Lunghezza d'onda e percezione della tonalità

Nella seconda metà del 1600 Isaac Newton scoprì che la luce bianca si scompone nelle sue componenti colorate quando passa attraverso un prisma a dispersione. Newton scoprì anche che poteva ricombinare questi colori facendoli passare attraverso un altro prisma ricostruendo così la luce bianca iniziale.

I colori tipici sono, partendo dalle lunghezze d'onda lunghe fino a quelle corte (e, corrispondentemente, dalla più bassa all'alta frequenza), rosso, arancione, giallo, verde, blu, e viola. Differenze di lunghezza d'onda sufficienti provocano una diversa percezione di tonalità; la differenza minima di lunghezza d'onda percepibile varia da circa 1 nm nelle lunghezze d'onda del blu-verde e giallo, fino a 10 nm e più nelle più lunghe lunghezze d'onda del rosso e in quelle più corte del blu. Malgrado l'occhio umano possa distinguere fino a poche centinaia di tonalità, quando questi colori spettrali puri vengono mescolati assieme o diluiti con la luce bianca, il numero di cromaticità distinguibili può essere molto elevato.

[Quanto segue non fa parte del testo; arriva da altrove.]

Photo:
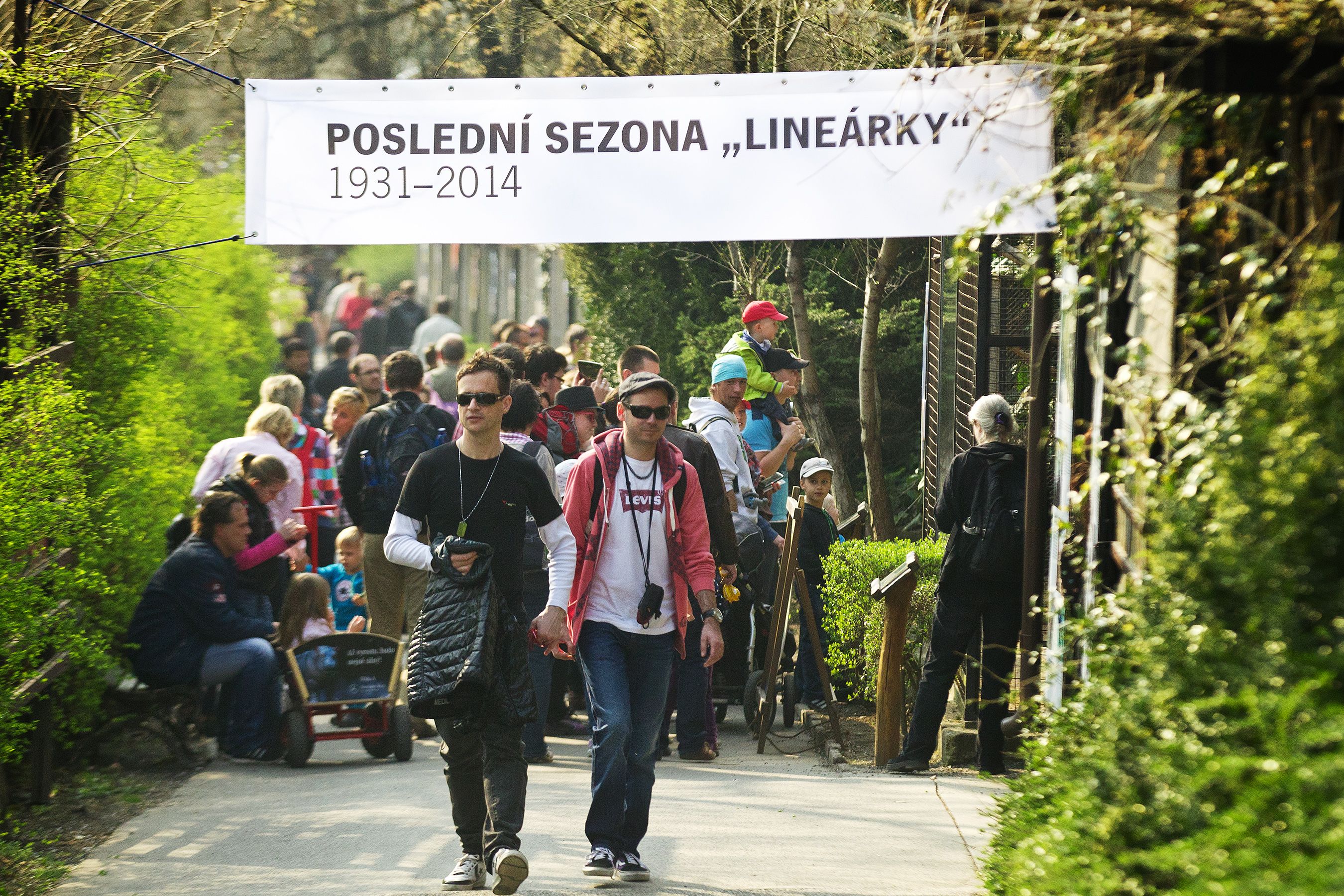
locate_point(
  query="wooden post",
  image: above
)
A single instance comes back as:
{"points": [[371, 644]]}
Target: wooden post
{"points": [[780, 617], [896, 591]]}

Nei livelli di luce molto bassa, la visione diventa scotopica: la luce viene rilevata dalle cellule bastoncello della retina. I bastoncelli sono sensibili maggiormente a lunghezze d'onda vicine ai 500 nm, e non hanno nessuna, o quasi, influenza sulla visione a colori. In condizioni di luce più elevata, come in luce diurna, la visione diventa fotopica: la luce viene rilevata dai coni che sono responsabili della visione a colori. I coni sono sensibili ad un insieme di lunghezze d'onda, ma sono più sensibili nelle lunghezze d'onda intorno ai 555 nm. Tra queste regioni, entra in gioco la visione mesopica e sia i bastoncelli che i coni forniscono segnali alle cellule retinali. Lo spostamento nella percezione del colore dalla luce crepuscolare alla luce diurna provoca differenze conosciute col nome di effetto Purkinje.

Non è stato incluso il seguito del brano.